我开始写一个很长的答案,准确描述它是如何工作的,然后意识到,我可能对确切的细节知之甚少。所以我会做一个简短的回答......
So, when you write something on one processor, if it's not already in that processors cache, it will have to be fetched in, and after the processor has read the data, it will perform the actual write. In doing so, it will send a cache-invalidate message to ALL other processors in the system. These will then throw away any content. If another processor has "dirty" content, it will in itself write out the data, and ask for an invalidation - in which case the first processor will have to RELOAD the data before finishing its write (otherwise, some other element in the same cacheline may get destroyed).
Reading it back into the cache will be required on every other processor that is interested in that cache-line.
The __sync_fetch_and_add() wilol use a "lock" prefix [on x86, other processors may vary, but the general idea on processors that support "per instruction" locks is roughtly the same] - this will issue a "I want this cacheline EXCLUSIVELY, everyone else please give it up and invalidate it". Just like the first case, the processor may well have to re-read anything that another processor may have made dirty.
A memory barrier will not ensure that data is updated "safely" - it will just make sure that "whatever happened (to memory) before now is visible to all processors by the time this instructon finishes".
The best way to optimize the use of processors is to share as little as possible, and in particular, avoid "false sharing". In a benchmark many years ago, there was a structure like [simplifed] this:
struct stuff {
int x[2];
... other data ... total data a few cachelines.
} data;
void thread1()
{
for( ... big number ...)
data.x[0]++;
}
void thread2()
{
for( ... big number ...)
data.x[1]++;
}
int main()
{
start = timenow();
create(thread1);
create(thread2);
end = timenow() - start;
}
Since EVERY time thread1 wrote to the x[0], thread2's processor had to get rid of it's copy of x[1], and vice versa, the result is was that the SMP test [vs just running thread1] was running about 15 times slower. By altering the struct like this:
struct stuff {
int x;
... other data ...
} data[2];
and
void thread1()
{
for( ... big number ...)
data[0].x++;
}
we got 200% of the 1 thread variant [give or take a few percent]

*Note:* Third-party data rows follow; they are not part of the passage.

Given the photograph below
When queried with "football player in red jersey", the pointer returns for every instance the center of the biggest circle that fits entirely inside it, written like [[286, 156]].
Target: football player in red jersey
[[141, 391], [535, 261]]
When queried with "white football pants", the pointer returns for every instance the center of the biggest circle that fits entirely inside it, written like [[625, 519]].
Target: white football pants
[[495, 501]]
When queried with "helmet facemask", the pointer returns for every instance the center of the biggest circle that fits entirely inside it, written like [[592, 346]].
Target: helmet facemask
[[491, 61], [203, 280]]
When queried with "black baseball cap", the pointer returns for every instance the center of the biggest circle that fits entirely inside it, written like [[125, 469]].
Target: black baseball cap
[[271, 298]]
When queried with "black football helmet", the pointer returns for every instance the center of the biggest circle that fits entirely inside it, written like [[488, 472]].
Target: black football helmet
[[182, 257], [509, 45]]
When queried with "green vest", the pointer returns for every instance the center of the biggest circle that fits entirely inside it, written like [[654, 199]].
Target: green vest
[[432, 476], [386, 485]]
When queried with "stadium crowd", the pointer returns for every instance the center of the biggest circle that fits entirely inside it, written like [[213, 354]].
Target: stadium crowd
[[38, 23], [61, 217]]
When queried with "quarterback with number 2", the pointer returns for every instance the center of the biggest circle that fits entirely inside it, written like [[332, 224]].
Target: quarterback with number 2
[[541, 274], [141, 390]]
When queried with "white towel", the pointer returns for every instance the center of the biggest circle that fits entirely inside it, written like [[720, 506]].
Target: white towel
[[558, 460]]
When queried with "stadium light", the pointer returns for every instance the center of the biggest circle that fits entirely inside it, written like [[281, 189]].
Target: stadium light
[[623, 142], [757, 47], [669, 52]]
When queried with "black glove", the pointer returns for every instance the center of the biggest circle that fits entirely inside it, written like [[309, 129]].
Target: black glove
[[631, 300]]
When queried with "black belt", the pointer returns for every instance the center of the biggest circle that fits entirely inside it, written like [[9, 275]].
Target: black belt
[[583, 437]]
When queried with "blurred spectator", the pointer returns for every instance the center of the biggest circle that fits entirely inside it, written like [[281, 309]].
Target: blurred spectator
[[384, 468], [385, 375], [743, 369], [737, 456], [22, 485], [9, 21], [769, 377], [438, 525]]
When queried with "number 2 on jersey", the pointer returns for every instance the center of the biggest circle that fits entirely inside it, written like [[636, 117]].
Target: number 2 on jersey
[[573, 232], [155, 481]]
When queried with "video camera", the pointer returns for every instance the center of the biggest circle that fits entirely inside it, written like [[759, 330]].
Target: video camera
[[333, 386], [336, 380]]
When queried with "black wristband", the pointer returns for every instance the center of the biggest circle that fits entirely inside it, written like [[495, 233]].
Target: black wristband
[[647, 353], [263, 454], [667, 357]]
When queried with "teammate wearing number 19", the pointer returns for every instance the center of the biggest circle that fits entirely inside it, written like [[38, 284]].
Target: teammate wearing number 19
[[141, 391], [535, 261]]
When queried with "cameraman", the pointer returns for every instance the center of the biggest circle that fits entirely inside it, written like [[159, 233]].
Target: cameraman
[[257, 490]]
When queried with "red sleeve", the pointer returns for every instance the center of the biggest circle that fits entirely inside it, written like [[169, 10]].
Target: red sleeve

Right, so the processor has queues of buffers where write operations are stored when the processor is writing to memory. A memory barrier (mfence, sfence or lfence) instruction is there to ensure that any outstanding read/write, write or read type operation has completely been finished before the processor proceeds to the next instruction. Normally, the processor would just continue on it's jolly way through any following instructions, and eventualy the memory operation becomes fulfilled some way or another. Since modern processors have a lot of parallel operations and buffers all over the place, it can take quite some time before something ACTUALLY trickles through to where it eventually will end up. So, when it's CRITICAL to make sure that something has ACTUALLY been done before proceeding (for example, if we have written a bunch of instructions to the video memory, and we now want to kick off the run of those instructions, we need to make sure that the 'instruction' writing has actually finished, and some other part of the processor isn't still working on finishing that. So use an sfence
to make sure that the write has really happened - that may not be a very realistic example, but I think you get the idea.)